Since we had limited time and many questions to explore, we prioritized those questions that were high-impact and easy to deliver. We first identified educators who were struggling to teach remotely. From there we were interested in two questions: why were they struggling, and what support was most critical? In exploring why they were struggling, we looked at the technology they used at home, their type of internet connection and how comfortable they were with technology.
 

What were some interesting findings?

We were able to look deeper into questions regarding how to get the best outcomes for students in remote learning, how educators’ workspaces were set up for remote teaching, and how to provide support most effectively to all parties in remote education. The findings will then inform future research.
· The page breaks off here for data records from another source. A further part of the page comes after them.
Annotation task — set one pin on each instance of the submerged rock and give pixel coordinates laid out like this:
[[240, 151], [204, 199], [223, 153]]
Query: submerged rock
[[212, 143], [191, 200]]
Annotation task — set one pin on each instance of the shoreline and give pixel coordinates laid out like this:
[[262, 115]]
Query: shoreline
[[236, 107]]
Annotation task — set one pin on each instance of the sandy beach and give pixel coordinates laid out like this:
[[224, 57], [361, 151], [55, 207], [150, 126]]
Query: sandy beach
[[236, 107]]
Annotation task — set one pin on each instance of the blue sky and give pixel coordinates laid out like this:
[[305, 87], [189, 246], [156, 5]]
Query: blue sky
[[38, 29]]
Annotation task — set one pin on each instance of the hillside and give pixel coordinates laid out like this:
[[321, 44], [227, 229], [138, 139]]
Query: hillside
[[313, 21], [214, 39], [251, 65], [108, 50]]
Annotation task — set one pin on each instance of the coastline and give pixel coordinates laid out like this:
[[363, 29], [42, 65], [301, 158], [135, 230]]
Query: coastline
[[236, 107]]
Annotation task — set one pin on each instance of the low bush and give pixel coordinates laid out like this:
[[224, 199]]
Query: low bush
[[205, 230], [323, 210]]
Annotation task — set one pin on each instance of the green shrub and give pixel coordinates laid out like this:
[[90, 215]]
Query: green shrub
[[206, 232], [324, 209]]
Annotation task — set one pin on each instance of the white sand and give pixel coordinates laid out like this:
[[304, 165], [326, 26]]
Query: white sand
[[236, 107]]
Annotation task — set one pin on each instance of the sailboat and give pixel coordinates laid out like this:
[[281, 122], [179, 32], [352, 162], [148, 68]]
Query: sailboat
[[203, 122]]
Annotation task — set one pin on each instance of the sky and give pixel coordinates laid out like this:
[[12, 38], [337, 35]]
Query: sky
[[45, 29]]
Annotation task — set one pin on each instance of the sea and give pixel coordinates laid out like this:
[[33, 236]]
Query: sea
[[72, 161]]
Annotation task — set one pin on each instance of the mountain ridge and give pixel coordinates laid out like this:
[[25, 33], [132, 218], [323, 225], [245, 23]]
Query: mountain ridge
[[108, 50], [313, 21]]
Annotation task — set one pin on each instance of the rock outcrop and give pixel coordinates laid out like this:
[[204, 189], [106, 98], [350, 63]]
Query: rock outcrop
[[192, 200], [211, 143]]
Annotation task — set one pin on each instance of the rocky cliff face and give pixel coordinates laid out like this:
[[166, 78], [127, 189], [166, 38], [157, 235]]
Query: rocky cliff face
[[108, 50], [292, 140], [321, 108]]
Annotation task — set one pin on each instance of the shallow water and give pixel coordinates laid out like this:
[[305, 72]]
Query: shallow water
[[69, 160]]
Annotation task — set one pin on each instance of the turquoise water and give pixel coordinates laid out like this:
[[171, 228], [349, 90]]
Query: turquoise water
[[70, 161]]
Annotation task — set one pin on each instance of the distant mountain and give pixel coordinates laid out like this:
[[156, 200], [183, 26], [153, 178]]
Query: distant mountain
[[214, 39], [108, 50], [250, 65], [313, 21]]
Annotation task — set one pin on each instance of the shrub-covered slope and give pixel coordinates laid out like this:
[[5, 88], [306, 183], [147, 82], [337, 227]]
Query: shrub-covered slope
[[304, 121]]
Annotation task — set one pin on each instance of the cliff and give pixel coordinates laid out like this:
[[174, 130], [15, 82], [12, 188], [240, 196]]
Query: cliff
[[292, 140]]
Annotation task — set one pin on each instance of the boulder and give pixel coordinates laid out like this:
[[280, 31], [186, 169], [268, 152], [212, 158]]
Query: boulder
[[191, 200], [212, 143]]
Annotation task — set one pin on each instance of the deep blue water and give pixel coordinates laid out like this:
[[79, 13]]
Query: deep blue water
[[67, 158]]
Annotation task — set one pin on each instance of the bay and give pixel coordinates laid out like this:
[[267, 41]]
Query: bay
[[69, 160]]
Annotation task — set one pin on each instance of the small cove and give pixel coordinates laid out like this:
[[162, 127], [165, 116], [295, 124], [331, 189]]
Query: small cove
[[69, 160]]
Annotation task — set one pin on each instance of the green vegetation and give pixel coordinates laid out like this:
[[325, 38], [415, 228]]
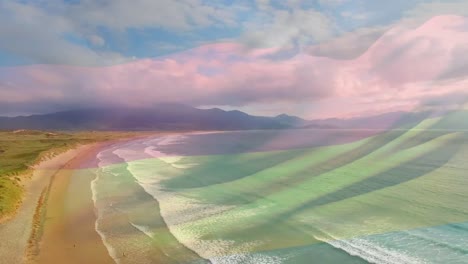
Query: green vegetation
[[21, 149]]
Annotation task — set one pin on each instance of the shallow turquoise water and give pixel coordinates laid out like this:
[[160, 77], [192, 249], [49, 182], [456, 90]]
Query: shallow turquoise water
[[396, 197]]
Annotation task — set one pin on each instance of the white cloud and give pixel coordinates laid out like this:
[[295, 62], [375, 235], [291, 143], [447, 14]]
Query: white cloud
[[43, 32], [290, 28]]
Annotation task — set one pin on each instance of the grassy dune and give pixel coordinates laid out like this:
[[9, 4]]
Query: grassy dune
[[20, 150]]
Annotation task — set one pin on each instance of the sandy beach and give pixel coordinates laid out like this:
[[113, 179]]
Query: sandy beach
[[68, 236], [45, 228]]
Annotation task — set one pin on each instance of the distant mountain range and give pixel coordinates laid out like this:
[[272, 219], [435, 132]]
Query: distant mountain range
[[160, 117], [182, 117]]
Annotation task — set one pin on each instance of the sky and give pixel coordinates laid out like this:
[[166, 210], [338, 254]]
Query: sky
[[315, 59]]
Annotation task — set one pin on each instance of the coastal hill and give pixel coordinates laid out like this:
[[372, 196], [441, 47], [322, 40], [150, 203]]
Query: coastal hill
[[160, 117], [171, 116]]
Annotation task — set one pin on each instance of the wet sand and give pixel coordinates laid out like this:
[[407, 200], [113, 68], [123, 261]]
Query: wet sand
[[21, 233]]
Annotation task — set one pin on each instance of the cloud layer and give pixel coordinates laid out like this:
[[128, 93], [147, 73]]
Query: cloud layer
[[404, 68]]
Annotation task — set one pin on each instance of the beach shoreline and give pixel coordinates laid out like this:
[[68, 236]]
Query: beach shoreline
[[62, 238], [21, 231]]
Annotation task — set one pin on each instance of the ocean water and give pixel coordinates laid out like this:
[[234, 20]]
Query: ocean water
[[302, 196]]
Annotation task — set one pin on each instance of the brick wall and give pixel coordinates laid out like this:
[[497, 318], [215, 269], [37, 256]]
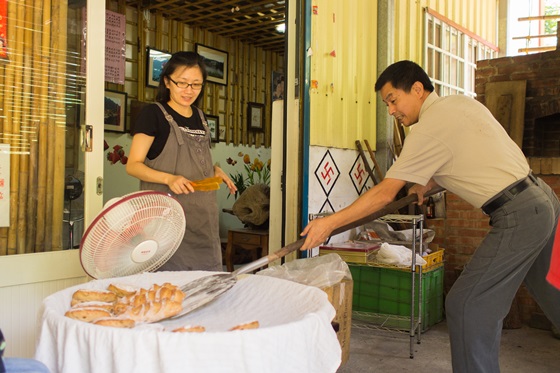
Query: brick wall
[[464, 227]]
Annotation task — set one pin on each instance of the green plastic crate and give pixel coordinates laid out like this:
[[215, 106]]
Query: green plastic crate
[[387, 291]]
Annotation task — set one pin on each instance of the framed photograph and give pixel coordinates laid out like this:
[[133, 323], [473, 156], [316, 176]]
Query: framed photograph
[[115, 111], [255, 116], [222, 132], [214, 125], [156, 60], [216, 63]]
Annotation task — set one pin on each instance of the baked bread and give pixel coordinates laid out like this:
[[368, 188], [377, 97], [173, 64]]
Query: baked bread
[[153, 311], [90, 295], [87, 314], [121, 290], [250, 325], [190, 329], [105, 305], [115, 322]]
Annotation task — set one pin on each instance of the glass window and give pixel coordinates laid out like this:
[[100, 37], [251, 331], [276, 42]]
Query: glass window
[[451, 55], [41, 173]]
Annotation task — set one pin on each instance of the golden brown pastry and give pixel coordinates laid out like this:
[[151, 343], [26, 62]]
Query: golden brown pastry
[[115, 322], [105, 305], [190, 329], [154, 311], [87, 314], [90, 295], [121, 290], [250, 325]]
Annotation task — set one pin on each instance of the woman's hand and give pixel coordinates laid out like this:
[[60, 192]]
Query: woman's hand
[[179, 184], [218, 172]]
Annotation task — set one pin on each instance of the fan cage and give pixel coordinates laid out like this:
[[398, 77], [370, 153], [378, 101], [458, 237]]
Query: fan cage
[[107, 246]]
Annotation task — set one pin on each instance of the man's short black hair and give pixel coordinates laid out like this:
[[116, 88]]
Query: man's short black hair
[[402, 75]]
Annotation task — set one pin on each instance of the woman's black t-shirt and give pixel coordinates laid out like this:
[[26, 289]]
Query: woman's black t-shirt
[[152, 122]]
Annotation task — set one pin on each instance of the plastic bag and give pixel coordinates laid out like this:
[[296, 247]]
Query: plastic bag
[[320, 271], [397, 255]]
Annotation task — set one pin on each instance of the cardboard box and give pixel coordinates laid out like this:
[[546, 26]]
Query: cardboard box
[[340, 296]]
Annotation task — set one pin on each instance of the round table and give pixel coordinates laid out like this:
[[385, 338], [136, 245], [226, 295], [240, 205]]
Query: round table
[[295, 333]]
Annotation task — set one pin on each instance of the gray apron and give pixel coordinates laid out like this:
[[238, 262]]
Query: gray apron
[[190, 157]]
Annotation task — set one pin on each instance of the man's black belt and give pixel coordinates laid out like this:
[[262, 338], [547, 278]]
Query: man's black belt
[[508, 194]]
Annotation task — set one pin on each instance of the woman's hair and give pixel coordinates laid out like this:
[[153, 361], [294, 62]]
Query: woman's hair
[[402, 75], [178, 60]]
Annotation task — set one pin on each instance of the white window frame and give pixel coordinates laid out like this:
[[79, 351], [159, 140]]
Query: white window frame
[[456, 50]]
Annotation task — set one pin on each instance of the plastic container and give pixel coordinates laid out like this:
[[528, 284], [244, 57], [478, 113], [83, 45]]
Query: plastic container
[[388, 291]]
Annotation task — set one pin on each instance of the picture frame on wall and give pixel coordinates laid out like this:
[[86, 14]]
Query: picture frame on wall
[[115, 111], [214, 125], [156, 60], [216, 63], [255, 116]]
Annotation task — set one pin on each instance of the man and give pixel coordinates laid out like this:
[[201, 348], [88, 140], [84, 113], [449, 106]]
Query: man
[[456, 143]]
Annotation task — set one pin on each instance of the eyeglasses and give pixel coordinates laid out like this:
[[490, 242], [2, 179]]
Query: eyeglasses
[[185, 85]]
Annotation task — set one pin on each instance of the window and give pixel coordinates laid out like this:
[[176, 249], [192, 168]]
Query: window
[[450, 55]]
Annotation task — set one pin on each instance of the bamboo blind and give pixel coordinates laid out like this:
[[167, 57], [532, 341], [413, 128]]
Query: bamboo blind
[[34, 83]]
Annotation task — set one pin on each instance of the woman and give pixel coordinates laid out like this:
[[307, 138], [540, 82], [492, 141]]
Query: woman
[[171, 149]]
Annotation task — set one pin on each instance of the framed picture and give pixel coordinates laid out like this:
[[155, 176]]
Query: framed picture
[[255, 116], [222, 132], [115, 111], [216, 63], [214, 125], [154, 65]]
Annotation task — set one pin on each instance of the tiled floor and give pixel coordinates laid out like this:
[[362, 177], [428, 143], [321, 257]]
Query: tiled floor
[[522, 350]]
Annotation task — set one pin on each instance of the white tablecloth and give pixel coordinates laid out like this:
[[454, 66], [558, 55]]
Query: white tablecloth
[[295, 333]]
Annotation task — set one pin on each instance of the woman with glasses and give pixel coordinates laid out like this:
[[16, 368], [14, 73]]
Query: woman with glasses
[[171, 149]]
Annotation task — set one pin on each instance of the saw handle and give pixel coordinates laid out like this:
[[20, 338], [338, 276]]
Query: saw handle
[[390, 208]]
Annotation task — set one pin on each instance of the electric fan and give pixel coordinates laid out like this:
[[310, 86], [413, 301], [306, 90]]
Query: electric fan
[[136, 233]]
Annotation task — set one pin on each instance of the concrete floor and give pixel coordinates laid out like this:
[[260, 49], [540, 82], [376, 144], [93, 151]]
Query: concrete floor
[[522, 350]]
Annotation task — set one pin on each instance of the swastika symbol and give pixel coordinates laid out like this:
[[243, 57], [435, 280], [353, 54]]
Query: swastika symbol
[[359, 173], [327, 173]]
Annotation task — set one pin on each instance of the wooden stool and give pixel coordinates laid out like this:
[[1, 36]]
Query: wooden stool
[[246, 239]]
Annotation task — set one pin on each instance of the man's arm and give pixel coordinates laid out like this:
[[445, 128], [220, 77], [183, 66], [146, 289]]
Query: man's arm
[[318, 230]]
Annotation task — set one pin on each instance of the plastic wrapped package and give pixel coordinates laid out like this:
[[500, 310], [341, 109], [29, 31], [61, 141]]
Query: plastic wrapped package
[[331, 274], [321, 271]]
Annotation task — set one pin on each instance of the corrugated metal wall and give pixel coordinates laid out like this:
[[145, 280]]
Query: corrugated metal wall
[[343, 65], [478, 16]]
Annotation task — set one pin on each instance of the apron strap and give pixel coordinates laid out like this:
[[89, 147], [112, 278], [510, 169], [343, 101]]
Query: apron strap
[[172, 123]]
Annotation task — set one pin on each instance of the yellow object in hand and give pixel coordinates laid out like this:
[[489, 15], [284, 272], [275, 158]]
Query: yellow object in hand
[[208, 184]]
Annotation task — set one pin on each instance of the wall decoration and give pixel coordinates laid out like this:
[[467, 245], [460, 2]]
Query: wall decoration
[[255, 116], [277, 85], [115, 111], [216, 63], [214, 125], [154, 65]]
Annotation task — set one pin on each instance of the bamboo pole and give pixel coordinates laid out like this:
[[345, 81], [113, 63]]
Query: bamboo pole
[[60, 14], [8, 96], [42, 132], [15, 139], [31, 212], [25, 124]]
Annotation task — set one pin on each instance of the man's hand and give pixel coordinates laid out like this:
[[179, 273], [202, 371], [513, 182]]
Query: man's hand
[[316, 232]]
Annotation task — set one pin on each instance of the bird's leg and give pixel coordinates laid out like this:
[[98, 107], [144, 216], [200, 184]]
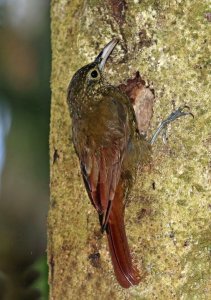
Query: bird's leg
[[163, 126]]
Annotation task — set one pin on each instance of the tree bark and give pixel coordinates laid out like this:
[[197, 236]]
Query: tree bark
[[168, 214]]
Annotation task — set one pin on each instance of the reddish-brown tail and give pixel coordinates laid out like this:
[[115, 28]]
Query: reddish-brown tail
[[126, 274]]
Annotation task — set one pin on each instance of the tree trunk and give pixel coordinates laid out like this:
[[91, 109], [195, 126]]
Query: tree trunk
[[168, 214]]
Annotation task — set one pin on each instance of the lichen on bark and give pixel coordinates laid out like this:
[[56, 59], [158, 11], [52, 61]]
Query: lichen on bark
[[168, 214]]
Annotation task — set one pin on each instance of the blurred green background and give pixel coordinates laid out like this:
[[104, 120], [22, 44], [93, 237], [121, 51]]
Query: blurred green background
[[24, 163]]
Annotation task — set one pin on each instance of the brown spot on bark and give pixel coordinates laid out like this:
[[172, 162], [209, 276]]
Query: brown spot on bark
[[145, 41], [142, 98], [208, 16], [55, 156], [143, 213], [153, 185], [94, 259], [52, 264], [118, 8]]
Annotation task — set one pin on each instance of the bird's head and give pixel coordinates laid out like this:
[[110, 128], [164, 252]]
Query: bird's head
[[86, 79]]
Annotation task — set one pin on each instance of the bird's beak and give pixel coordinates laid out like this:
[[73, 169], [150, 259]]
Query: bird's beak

Prepared vs unprepared educators

Our key findings were:

  • Roughly 10.5% of educators use mobile data when delivering lessons, which suggests their household internet isn’t adequate for delivering lessons remotely.
  • Educators who self-identified as 'unprepared' felt that instructional coaching and professional learning courses were more important than those that self-identified as 'prepared'.
     

How did our work help Pivot?

Shortly after conducting the survey, Pivot released a whitepaper, Educator perspectives on the impact of COVID-19 on teaching and learning in Australia and New Zealand. Our effort helped interpret and summarize responses for the whitepaper, and contribute to helping educators during a stressful and complex time.
 

How did fully-remote collaboration work?

For both Pivot and Thoughtworks, this was one of our first fully-remote collaborations after the initial introduction of restrictions due to COVID-19. At Thoughtworks, though we’ve historically employed remote-first patterns in many parts of our business, consulting work generally involves face-to-face ideas-sharing and interaction. It shouldn’t be surprising that after a few months into restrictions, now that fully-remote is the norm, we were really thrilled with how easy it was to come together with shared objectives, complementary skills and experience, and the right mix of collaboration technologies. 
 

What’s next?

Pivot envisages further distilling data-derived insight into remote education into a series of vignettes that can inform future policy, practice and technology support, with targeted interventions. Pivot continues to explore equity in Australian schooling and technology mix being deployed in Australia and New Zealand for remote education. We support Pivot’s mission to transform teaching practice even in these unprecedented times and look forward to future improvements based on their research. 

Disclaimer: The statements and opinions expressed in this article are those of the author(s) and do not necessarily reflect the positions of Thoughtworks.